Wouldnt you just multipy each vapor pressure x mole fraction of the component, then for total, add them up?

See Raoult's law of partial pressures.
http://en.wikipedia.org/wiki/Raoult's_law

To find the total vapor pressure of a solution, you can use Raoult's law, which states that the partial pressure of a component in a solution is equal to the mole fraction of that component multiplied by its vapor pressure.

In this case, you want to find the total vapor pressure of the solution of benzene (with a mole fraction of 0.350) in toluene at 25 degrees Celsius.

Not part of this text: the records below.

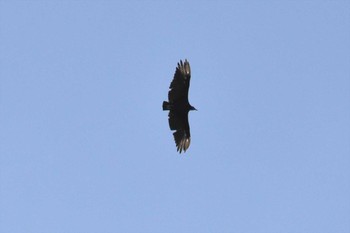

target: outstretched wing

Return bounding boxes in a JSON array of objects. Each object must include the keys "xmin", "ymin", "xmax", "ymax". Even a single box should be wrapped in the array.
[
  {"xmin": 168, "ymin": 59, "xmax": 191, "ymax": 103},
  {"xmin": 169, "ymin": 111, "xmax": 191, "ymax": 153}
]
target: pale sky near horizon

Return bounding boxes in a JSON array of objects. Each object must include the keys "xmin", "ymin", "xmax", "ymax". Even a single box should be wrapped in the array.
[{"xmin": 0, "ymin": 0, "xmax": 350, "ymax": 233}]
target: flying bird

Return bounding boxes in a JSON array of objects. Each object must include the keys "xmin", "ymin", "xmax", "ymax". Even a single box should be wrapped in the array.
[{"xmin": 163, "ymin": 59, "xmax": 197, "ymax": 153}]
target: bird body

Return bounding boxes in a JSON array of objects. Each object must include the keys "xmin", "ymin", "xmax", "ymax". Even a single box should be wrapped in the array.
[{"xmin": 163, "ymin": 59, "xmax": 196, "ymax": 153}]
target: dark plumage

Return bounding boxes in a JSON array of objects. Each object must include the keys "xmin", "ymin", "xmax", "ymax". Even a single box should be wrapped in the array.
[{"xmin": 163, "ymin": 60, "xmax": 197, "ymax": 153}]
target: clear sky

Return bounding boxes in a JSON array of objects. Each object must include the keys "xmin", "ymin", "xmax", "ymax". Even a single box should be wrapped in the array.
[{"xmin": 0, "ymin": 0, "xmax": 350, "ymax": 233}]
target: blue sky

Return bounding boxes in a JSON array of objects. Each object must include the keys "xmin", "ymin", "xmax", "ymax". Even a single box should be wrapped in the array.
[{"xmin": 0, "ymin": 0, "xmax": 350, "ymax": 233}]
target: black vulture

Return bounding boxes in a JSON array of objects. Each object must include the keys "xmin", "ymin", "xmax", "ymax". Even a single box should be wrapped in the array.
[{"xmin": 163, "ymin": 59, "xmax": 197, "ymax": 153}]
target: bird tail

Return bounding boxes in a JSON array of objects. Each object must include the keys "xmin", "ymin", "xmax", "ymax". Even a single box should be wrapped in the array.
[{"xmin": 163, "ymin": 101, "xmax": 171, "ymax": 111}]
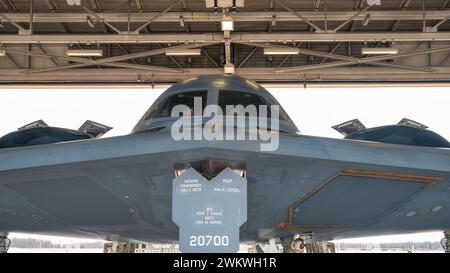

The vapor pressure of benzene at 25 degrees Celsius is given as 12.7 kPa, and the vapor pressure of toluene at 25 degrees Celsius is given as 3.79 kPa.

To calculate the total vapor pressure, first find the partial pressure of benzene and toluene separately, and then add them together.

Partial pressure of benzene = mole fraction of benzene * vapor pressure of benzene
Partial pressure of benzene = 0.350 * 12.7 kPa = 4.445 kPa

Partial pressure of toluene = mole fraction of toluene * vapor pressure of toluene
Partial pressure of toluene = (1 - 0.350) * 3.79 kPa = 2.4645 kPa

Total vapor pressure of the solution = Partial pressure of benzene + Partial pressure of toluene
Total vapor pressure of the solution = 4.445 kPa + 2.4645 kPa = 6.9095 kPa

Therefore, the total vapor pressure of the solution of benzene in toluene at 25 degrees Celsius is approximately 6.9095 kPa.